Let me start by saying how much I love Berlin. I love Berlin so so so so so so so so much. So much. I have been here two and a half days and I feel certain that I am going to live here sometime in the near future. Being here feels like a movie montage where the young ingenue is finding herself for the first time and the birds are singing and they’re playing “Here Comes the Sun” and all of that.
But let me talk about labyrinths and then I can gush more about Berlin. On this trip I am reading “The Name of the Rose” by Umberto Eco for the first time and I love it. And it keeps telling me exactly what I need to hear exactly when I need to hear it. Here is a quote that struck me and stuck with me, so much so that I decided to illustrate it in my journal.
‘”How beautiful the world is, how ugly labyrinths are,” I said.
“How beautiful the world would be if there were a procedure for moving through labyrinths,” my master replied.’

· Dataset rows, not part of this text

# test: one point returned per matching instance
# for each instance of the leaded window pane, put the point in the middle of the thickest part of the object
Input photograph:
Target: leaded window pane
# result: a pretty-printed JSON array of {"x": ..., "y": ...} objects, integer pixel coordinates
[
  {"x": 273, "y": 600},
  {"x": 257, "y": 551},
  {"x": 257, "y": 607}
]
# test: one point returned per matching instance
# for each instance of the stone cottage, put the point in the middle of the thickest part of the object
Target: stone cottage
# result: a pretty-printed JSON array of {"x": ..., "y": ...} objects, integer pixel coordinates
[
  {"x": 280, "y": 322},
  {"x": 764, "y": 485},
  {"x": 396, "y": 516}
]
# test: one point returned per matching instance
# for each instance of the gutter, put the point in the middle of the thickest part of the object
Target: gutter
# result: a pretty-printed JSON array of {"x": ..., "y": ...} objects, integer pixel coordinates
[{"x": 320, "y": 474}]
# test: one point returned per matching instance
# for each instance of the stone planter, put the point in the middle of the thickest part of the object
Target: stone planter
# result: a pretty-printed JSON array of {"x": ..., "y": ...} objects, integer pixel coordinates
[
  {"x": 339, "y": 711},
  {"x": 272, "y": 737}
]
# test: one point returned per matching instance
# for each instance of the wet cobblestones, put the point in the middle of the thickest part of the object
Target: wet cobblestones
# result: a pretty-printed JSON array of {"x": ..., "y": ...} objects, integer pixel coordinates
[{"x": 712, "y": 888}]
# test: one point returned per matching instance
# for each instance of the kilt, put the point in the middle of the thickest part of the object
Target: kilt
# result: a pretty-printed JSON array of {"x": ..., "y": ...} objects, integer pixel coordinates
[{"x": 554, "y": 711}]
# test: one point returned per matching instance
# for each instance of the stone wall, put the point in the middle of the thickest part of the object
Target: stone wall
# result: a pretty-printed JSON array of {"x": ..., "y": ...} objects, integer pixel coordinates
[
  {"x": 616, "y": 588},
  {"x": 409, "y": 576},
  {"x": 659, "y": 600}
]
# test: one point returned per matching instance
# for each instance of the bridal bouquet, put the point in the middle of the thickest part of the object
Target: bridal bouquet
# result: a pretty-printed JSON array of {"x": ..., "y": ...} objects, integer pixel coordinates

I arrived in Berlin at the end of about two days’ travel. A ten hour flight to Stockholm, seven hours of layover, three more hours to Berlin, and then an hour to my AirBnB. I know that only adds up to 21 hours but it was spread over two days. Anyway, I arrived a bit exhausted and loopy with no ability to map my position and only the helpful instructions from my host that made absolute sense in daylight and were completely obscure to my sleep-deprived brain. I got on a train that I hoped was the right train with what I hoped was the right ticket. I disembarked at what I hoped was the right spot and then wandered in every direction for half an hour until finally asking a Donor vendor where on God’s green earth I was.
Turns out I was in Berlin.
Long story short (too late), I made it to the flat and fell into a much-needed sleep.
And the next day I struck out again, this time to find the East Side Gallery, the section of the Berlin Wall that was turned into a series of artworks in 2009. I left around 7:30 and didn’t find it until 2:00. It’s about a mile away…
But find it I did! And along the way saw the circus academy, old men playing table tennis in the park, couples sitting drinking beer by the canal, Katie’s Blue Cat Cafe (misnomer: did not have a blue cat), and the whole of Berlin in the grip of an absolutely gorgeous spring. And it was in this wandering that I happened upon the above mentioned quote.
I have walked reflective labyrinths before, and I have gotten lost in several places, so that now I feel I have some sort of idea about the procedure. Labyrinths, it seems, are places where you must get lost in order to find yourself.
This trip so far has been about letting go, letting go of all the anger and fear I’ve been carrying the past few years, letting go of my sense of who I’m supposed to be and when and why, and letting go of my need to control things, even things as simple as directions.
On my thirteen hour wander yesterday, I got turned around more times than I can count, but every misstep only revealed something new that I would have hated to miss. Which I suppose is my way of saying, let the labyrinth guide you. Let the path speak to you. Let go of your need to control it all, because it turns out you can’t.
The most hauntingly beautiful thing I saw yesterday was in the Jewish Museum of Berlin. It was the Holocaust Tower, an empty vertical space that reached up through the building. Gray cement walls, no controlled heating, no light except what came in from outside. I stepped through the door and felt myself moved by the ghosts around me. And where they pointed me in that great open space was again and again towards the light.